Soundtrack album by Eric Clapton
- Released: September 1988
- Genre: Pop rock · Blues
- Length: 53:59
- Label: Virgin
- Producer: Fraser Kennedy

Eric Clapton chronology
| Crossroads (1988) | Homeboy (1988) | Journeyman (1989) |

= Homeboy – Original Score Performed by Eric Clapton =

Homeboy – Original Score Performed by Eric Clapton is a soundtrack album recorded by the British Rock musician Eric Clapton and features a total of eighteen songs which were mostly composed by Clapton especially for the 1988 American sports drama Homeboy starring Mickey Rourke, Christopher Walken and Debra Feuer. The album was produced and supervised by Fraser Kennedy.

==Artwork and release==
The album cover shows leading actor in the movie Mickey Rourke in a boxing gym wearing his equipment looking directly into the camera. The background behind and aside the photograph is dark blue and has writing concerning the album title, main actors and performers of the soundtrack on it. The Japanese album cover, features a different photograph on the front cover as well as a second picture, showing Clapton alongside Rourke. The soundtrack was originally released under Virgin Records in September 1988 in North America and for the rest of the world – notably Europe – in November later the same year. In 1988 and 1989, the soundtrack album was released on music cassette, compact disc and grammophone record formats by Virgin Records throughout the world and was in 2004 re-released the first time on compact disc format only. In 2009, the soundtrack album was re-released again by Virgin Records as the release was requested by more and more fans around the world.

==Reception==
As the release history shows, the album gained the highest sales figures in Canada, Italy, Spain, the United Kingdom, the United States and Japan. Although it is unknown if the soundtrack album did reach any national charts, it had sold more than 100,000 copies in Italy and also gained a Gold record in the United States by the Recording Industry Association of America (RIAA), selling more than 500,000 copies in the country and more than 600,000 worldwide. Music journalists form the film website DVD Legion think the release "definitely stands out" and notes that Clapton played emotional Blues as well as Pop and Rock music or the release.
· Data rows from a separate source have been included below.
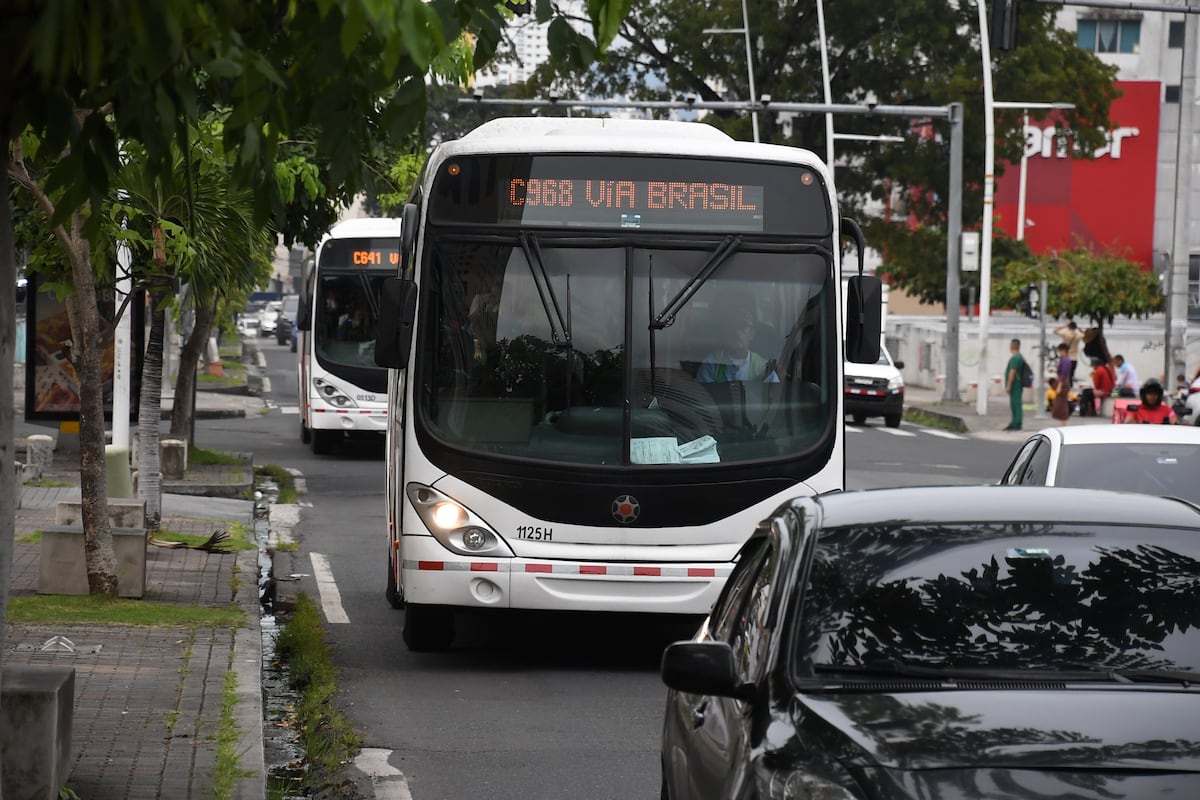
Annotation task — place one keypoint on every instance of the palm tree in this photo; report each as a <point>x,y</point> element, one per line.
<point>201,233</point>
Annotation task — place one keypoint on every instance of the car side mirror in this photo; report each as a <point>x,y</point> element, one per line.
<point>703,668</point>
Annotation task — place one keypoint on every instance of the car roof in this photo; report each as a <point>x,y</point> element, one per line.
<point>1092,434</point>
<point>1011,504</point>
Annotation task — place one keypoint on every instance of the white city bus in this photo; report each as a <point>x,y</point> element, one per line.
<point>575,420</point>
<point>341,389</point>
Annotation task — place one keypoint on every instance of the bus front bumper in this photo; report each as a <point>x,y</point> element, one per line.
<point>431,575</point>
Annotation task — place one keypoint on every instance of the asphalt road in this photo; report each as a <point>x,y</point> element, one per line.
<point>525,707</point>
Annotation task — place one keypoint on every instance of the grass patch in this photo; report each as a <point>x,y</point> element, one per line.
<point>945,422</point>
<point>226,771</point>
<point>85,609</point>
<point>328,738</point>
<point>282,479</point>
<point>235,541</point>
<point>48,482</point>
<point>202,457</point>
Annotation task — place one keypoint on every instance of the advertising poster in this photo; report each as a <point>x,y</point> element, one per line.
<point>52,389</point>
<point>1102,203</point>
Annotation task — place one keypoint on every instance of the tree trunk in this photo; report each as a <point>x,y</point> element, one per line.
<point>150,413</point>
<point>87,354</point>
<point>183,413</point>
<point>7,456</point>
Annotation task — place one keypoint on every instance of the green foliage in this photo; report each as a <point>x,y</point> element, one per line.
<point>1085,284</point>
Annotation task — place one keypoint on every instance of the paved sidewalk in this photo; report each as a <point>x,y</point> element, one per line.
<point>148,701</point>
<point>991,425</point>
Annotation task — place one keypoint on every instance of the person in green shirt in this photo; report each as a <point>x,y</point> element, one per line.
<point>1013,384</point>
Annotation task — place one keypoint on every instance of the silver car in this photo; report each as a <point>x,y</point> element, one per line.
<point>1162,459</point>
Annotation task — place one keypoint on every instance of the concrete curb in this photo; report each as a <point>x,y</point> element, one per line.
<point>948,421</point>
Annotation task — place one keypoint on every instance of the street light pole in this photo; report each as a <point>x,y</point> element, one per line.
<point>988,204</point>
<point>745,31</point>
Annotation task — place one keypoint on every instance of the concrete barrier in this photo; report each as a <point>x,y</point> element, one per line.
<point>36,708</point>
<point>63,565</point>
<point>123,512</point>
<point>40,451</point>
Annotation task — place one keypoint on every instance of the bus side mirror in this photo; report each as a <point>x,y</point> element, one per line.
<point>304,310</point>
<point>408,221</point>
<point>397,314</point>
<point>864,324</point>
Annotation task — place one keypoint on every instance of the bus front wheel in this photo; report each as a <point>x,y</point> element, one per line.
<point>393,593</point>
<point>427,629</point>
<point>323,441</point>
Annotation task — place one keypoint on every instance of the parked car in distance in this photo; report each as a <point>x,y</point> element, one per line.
<point>269,317</point>
<point>965,642</point>
<point>286,322</point>
<point>875,390</point>
<point>1162,459</point>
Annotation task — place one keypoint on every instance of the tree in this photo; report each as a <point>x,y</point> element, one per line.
<point>1085,284</point>
<point>916,53</point>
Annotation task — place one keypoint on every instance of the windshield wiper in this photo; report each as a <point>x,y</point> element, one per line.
<point>532,250</point>
<point>1138,675</point>
<point>729,246</point>
<point>893,667</point>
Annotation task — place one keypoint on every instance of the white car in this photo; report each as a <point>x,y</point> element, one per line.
<point>1162,459</point>
<point>875,390</point>
<point>269,317</point>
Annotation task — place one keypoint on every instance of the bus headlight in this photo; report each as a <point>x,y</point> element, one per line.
<point>331,394</point>
<point>454,525</point>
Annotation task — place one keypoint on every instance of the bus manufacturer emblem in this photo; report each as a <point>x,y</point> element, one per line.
<point>625,509</point>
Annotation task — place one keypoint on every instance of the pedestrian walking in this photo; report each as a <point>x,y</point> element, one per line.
<point>1013,384</point>
<point>1061,409</point>
<point>1072,337</point>
<point>1127,377</point>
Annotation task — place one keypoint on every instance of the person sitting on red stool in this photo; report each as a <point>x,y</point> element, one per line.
<point>1152,409</point>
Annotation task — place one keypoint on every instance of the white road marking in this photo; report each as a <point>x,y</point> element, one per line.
<point>330,597</point>
<point>943,434</point>
<point>388,781</point>
<point>898,432</point>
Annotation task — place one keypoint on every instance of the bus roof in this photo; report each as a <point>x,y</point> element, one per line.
<point>533,134</point>
<point>365,227</point>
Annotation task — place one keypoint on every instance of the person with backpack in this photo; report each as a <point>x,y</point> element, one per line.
<point>1061,409</point>
<point>1014,385</point>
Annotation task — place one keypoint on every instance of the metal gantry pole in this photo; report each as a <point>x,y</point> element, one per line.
<point>1176,343</point>
<point>954,257</point>
<point>989,179</point>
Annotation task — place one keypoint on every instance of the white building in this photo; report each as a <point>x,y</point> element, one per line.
<point>1149,46</point>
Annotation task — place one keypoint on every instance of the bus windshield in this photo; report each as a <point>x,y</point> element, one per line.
<point>546,348</point>
<point>349,275</point>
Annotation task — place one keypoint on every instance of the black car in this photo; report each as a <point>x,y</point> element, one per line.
<point>951,643</point>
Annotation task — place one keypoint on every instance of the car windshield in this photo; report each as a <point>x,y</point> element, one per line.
<point>1003,596</point>
<point>1170,469</point>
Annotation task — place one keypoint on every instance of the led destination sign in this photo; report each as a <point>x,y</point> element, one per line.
<point>631,192</point>
<point>360,253</point>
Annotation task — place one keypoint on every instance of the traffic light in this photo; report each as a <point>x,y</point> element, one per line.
<point>1003,24</point>
<point>1030,300</point>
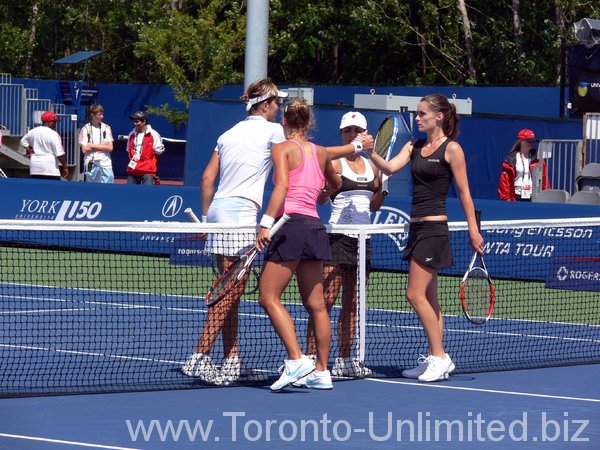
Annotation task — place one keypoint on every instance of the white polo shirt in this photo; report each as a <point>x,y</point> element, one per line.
<point>96,135</point>
<point>47,146</point>
<point>245,158</point>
AllMusic critic William Ruhlmann awards the soundtrack three out of five possible stars, giving it an average soundtrack album rating, reviewing:

Eric Clapton's score to the Mickey Rourke film Homeboy consists largely of bluesy instrumental pieces performed by Clapton, keyboard player Michael Kamen, bassist Nathan East, and drummer Steve Ferrone. Clapton's solo electric guitar version of "Dixie" owes much to Jimi Hendrix's version of "The Star-Spangled Banner". There are also a few blues numbers by Magic Sam and J. B. Hutto. The playing is accomplished, of course, but like most soundtracks this one seems to be missing something without the film images.
— William Ruhlmann, AllMusic

==Track listing==

Homeboy track listing
| No. | Title | Writer(s) | Length |
|---|---|---|---|
| 1. | "Travelling East" | Eric Clapton · Michael Kamen | 2:52 |
| 2. | "Johnny" | Eric Clapton | 1:29 |
| 3. | "Call Me If You Need Me" (by Magic Sam) | Magic Sam | 3:03 |
| 4. | "Bridge" | Eric Clapton | 2:25 |
| 5. | "Pretty Baby" (by J.B. Hutto & the Hawks) | Junior Parker | 4:35 |
| 6. | "Dixie" | Traditional | 3:42 |
| 7. | "Ruby's Loft" | Eric Clapton | 2:33 |
| 8. | "Country Bikin" | Eric Clapton | 1:47 |
| 9. | "I Want to Love You Baby" (by Jo Jo Benson · Peggy Scott) | Don Hill | 2:36 |
| 10. | "Bike Ride" | Eric Clapton | 1:37 |
| 11. | "Ruby" | Eric Clapton | 3:54 |
| 12. | "Party" | Eric Clapton | 1:44 |
| 13. | "Living in the Real World" (by Brakes) | Rod Argent | 3:36 |
| 14. | "Training" | Eric Clapton | 4:00 |
| 15. | "Final Fight" | Eric Clapton | 3:43 |
| 16. | "Chase" | Eric Clapton | 3:33 |
| 17. | "Dixie" | Traditional | 2:35 |
| 18. | "Homeboy" | Eric Clapton · Michael Kamen | 4:15 |
| Total length: |  |  | 53:59 |

==Certifications==

| Region | Certification | Certified units/sales |
| Italy sales 1988-1989 | — | 100,000 |
| United States (RIAA) | Gold | 500,000^{^} |
^{^} Shipments figures based on certification alone.